# What's the best way to install KDE3?



## aurora (Feb 27, 2013)

Hello

I'm trying to install a decent Desktop Environment on my FreeBSD 9 PPC Mac mini and I tried installing KDE3 from ports but after many hours of configuring and making it failed. 

What's the best way to install KDE3 or similar DE? Thanks.


----------



## SirDice (Feb 27, 2013)

aurora72 said:
			
		

> What's the best way to install KDE3 or similar DE? Thanks.


You're already doing it. If you're running into problems post the exact error so we can help figuring out what goes wrong.


----------



## aurora (Feb 27, 2013)

Hello

After the error I've lost the screen where the error message was displayed (I couldn't scroll up)
I've looked up configure files in /usr/ports/x11/kde3 to see the error message again but I couldn't find it, where can I find it?


----------



## SirDice (Feb 27, 2013)

If you have another machine it's usually easier to ssh(1) to the machine you're working on. PuTTY on windows can be set with a large scroll buffer. Should be easier to copy and paste from there.

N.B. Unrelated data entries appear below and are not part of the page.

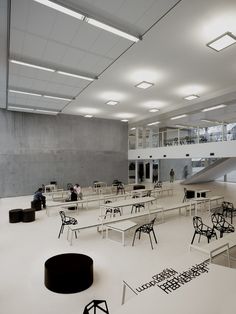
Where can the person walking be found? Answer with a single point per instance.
(172, 175)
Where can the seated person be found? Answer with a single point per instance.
(77, 190)
(72, 197)
(39, 197)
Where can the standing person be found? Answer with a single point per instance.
(172, 175)
(77, 190)
(39, 197)
(155, 175)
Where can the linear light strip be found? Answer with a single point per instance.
(32, 65)
(32, 109)
(89, 20)
(76, 75)
(35, 66)
(179, 117)
(39, 95)
(213, 108)
(61, 8)
(111, 29)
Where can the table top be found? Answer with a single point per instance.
(211, 291)
(129, 202)
(122, 225)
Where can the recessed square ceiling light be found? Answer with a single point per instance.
(191, 97)
(153, 123)
(213, 108)
(222, 42)
(179, 117)
(112, 102)
(154, 110)
(144, 85)
(58, 98)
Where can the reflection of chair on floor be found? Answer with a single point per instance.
(221, 225)
(94, 305)
(65, 221)
(202, 229)
(146, 228)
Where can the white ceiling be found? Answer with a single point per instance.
(173, 55)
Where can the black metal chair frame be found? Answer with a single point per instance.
(65, 221)
(228, 208)
(202, 229)
(146, 228)
(221, 225)
(96, 304)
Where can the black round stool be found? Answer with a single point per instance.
(138, 187)
(15, 215)
(28, 215)
(68, 273)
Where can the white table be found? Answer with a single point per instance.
(141, 192)
(121, 226)
(199, 201)
(200, 192)
(127, 202)
(211, 292)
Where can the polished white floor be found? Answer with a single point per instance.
(26, 246)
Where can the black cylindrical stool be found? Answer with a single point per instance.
(68, 273)
(138, 187)
(36, 205)
(15, 215)
(28, 215)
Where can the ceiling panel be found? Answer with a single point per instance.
(172, 55)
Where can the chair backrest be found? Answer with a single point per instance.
(96, 304)
(63, 215)
(197, 223)
(218, 220)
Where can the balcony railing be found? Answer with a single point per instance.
(146, 138)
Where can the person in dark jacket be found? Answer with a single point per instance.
(39, 197)
(72, 197)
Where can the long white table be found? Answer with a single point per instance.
(206, 289)
(127, 202)
(102, 222)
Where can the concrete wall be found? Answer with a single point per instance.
(37, 149)
(177, 164)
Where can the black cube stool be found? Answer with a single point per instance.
(15, 215)
(28, 215)
(36, 205)
(68, 273)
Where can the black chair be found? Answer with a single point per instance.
(94, 305)
(146, 228)
(228, 208)
(202, 229)
(220, 224)
(65, 221)
(137, 207)
(158, 185)
(188, 194)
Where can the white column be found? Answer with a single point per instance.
(136, 172)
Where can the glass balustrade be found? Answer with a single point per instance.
(141, 137)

For Mac OS-X I can recommend getting iTerm2. But you can also use the commandline ssh(1) from a Terminal.app.


----------



## sossego (Feb 27, 2013)

Aurora72, I have a few packages already available if you want a desktop environment to use while installing KDE. http://code.google.com/p/freebsd-powerpc-9-0-current-updated-packages/downloads


----------